Les Signes de Mauvais Augure : Siffler la Nuit et Se Couper les Ongles
Au Japon, siffler la nuit est un tabou, car on dit que cela attire les serpents ou les mauvais esprits. Dans les légendes locales, le sifflement est associé à des créatures surnaturelles et des voleurs, qui seraient attirés par le bruit. Ainsi, siffler la nuit est perçu comme un geste risqué, pouvant causer des troubles ou des présences indésirables dans la maison.
De même, se couper les ongles la nuit est une habitude à proscrire. Cette superstition japonaise est liée à l’idée que couper ses ongles de nuit peut raccourcir la vie et éloigner les êtres chers. Le mot japonais yotsume signifie « ongle de la nuit » et est proche du terme pour désigner la mort. Pour cette raison, même si cela peut sembler anodin pour un visiteur, éviter cette habitude est un signe de respect envers les croyances japonaises.
Les Rituels Funéraires et Leurs Symboles
Les funérailles japonaises sont entourées de rites très codifiés et de superstitions. Par exemple, il est d’usage d’éviter les vêtements rouges lors des cérémonies funéraires, car cette couleur est associée au bonheur et aux célébrations. Dans le contexte funéraire, porter du rouge serait mal vu et interprété comme un manque de respect.
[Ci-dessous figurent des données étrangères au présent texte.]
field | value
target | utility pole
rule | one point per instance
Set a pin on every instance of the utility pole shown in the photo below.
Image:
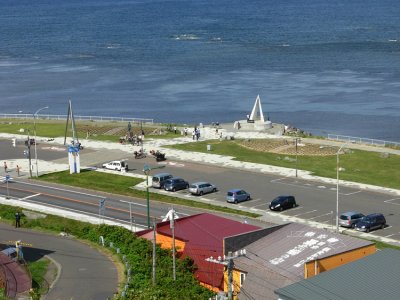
(154, 252)
(172, 226)
(29, 155)
(228, 262)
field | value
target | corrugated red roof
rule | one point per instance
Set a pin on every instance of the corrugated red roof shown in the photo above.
(204, 235)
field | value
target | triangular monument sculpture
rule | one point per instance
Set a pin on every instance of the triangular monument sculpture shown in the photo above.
(75, 146)
(257, 107)
(257, 116)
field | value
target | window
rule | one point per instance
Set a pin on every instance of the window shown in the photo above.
(242, 278)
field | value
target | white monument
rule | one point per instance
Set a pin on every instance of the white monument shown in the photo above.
(257, 117)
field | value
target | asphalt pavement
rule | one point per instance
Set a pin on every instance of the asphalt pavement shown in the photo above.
(79, 266)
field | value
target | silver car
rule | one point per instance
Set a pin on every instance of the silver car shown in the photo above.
(349, 219)
(200, 188)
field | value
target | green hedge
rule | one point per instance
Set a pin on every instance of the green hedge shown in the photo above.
(138, 254)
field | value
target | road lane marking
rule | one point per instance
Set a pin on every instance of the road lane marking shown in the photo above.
(320, 216)
(58, 189)
(390, 201)
(31, 196)
(307, 212)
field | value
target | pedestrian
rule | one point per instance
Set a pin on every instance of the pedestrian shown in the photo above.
(17, 220)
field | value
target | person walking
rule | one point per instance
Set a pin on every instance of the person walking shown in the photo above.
(17, 220)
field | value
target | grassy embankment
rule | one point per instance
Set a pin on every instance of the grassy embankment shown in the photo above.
(122, 185)
(99, 131)
(359, 166)
(134, 252)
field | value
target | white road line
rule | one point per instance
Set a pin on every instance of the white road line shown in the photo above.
(352, 193)
(320, 216)
(260, 205)
(390, 201)
(307, 212)
(59, 189)
(31, 196)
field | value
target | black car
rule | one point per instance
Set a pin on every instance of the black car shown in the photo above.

Un autre rituel concerne la transmission de l’encens d’une personne à l’autre pendant la veillée funéraire, un geste réservé aux cérémonies de deuil. Le faire en dehors de ce contexte est considéré comme inapproprié et même malheureux. Cette pratique symbolise le lien entre les vivants et les morts, et rappelle la solennité des cérémonies funéraires au Japon.
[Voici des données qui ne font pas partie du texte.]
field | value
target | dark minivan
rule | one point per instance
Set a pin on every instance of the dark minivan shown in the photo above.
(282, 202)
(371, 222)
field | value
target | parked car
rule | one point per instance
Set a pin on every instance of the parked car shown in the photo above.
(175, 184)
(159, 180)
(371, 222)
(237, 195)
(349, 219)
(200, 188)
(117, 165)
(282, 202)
La Superstition Autour des Kumade, les Grattoirs à Chance
Les kumade sont des sortes de râteaux décorés, souvent utilisés lors des festivals pour attirer la chance et la prospérité. Ils sont vendus principalement pendant le festival du Tori no Ichi, qui a lieu en novembre. Ces objets symboliques sont censés « ratisser » la chance et la fortune dans votre direction. Les boutiques et entreprises japonaises en possèdent souvent un, car cela est censé apporter succès et croissance.
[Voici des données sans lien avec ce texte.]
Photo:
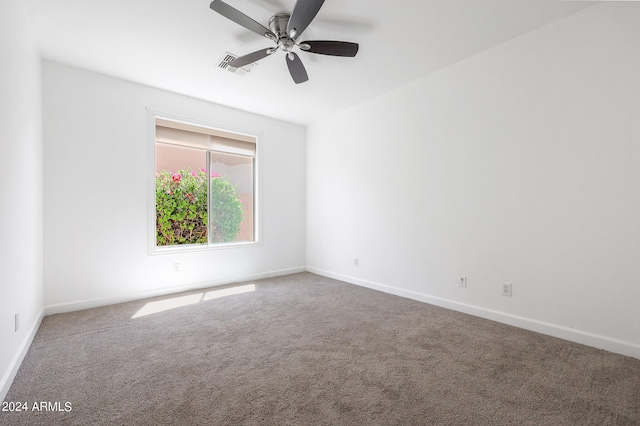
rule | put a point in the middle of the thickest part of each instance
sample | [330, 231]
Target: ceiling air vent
[228, 57]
Ceux qui achètent un kumade sont encouragés à en acheter un chaque année, en prenant un légèrement plus grand à chaque fois pour symboliser la croissance de leur prospérité. Ces objets sont également bénis dans les sanctuaires, soulignant la forte relation entre superstition et spiritualité dans le quotidien japonais.
Les Superstitions au Service de la Chance
En plus des superstitions de mauvais augure, de nombreux gestes et objets sont censés apporter chance et bonheur. Les talismans omamori, vendus dans les temples et sanctuaires, sont particulièrement populaires. Chaque omamori est conçu pour un besoin spécifique, comme la santé, la réussite aux examens ou la protection en voyage. De plus, toucher le ventre d’une statue de Bouddha est considéré comme un geste de chance, et de nombreux temples mettent en avant cette pratique pour encourager les visiteurs à se connecter à la bonne fortune.
Les ema, de petites plaques de bois où l’on écrit ses souhaits, sont un autre exemple de superstition japonaise axée sur la chance. En écrivant un souhait sur une ema et en la suspendant dans un sanctuaire, les croyants espèrent que leur prière sera exaucée. Cette tradition est visible dans de nombreux temples à travers le Japon et reste l’une des superstitions les plus positives.
Les superstitions japonaises sont un mélange fascinant de croyances anciennes, de rites religieux et de symboles culturels. Ces croyances offrent un aperçu unique de la culture japonaise, souvent perçue comme rigoureuse et moderne. Elles montrent aussi l’importance de la spiritualité et des traditions dans le quotidien des Japonais. Lors d’un voyage au Japon, prêter attention à ces superstitions peut enrichir votre expérience et vous aider à mieux comprendre l’âme du pays. Ces pratiques, parfois mystérieuses, parfois amusantes, font partie intégrante de la culture japonaise et permettent aux visiteurs de saisir la subtilité et la profondeur des traditions locales.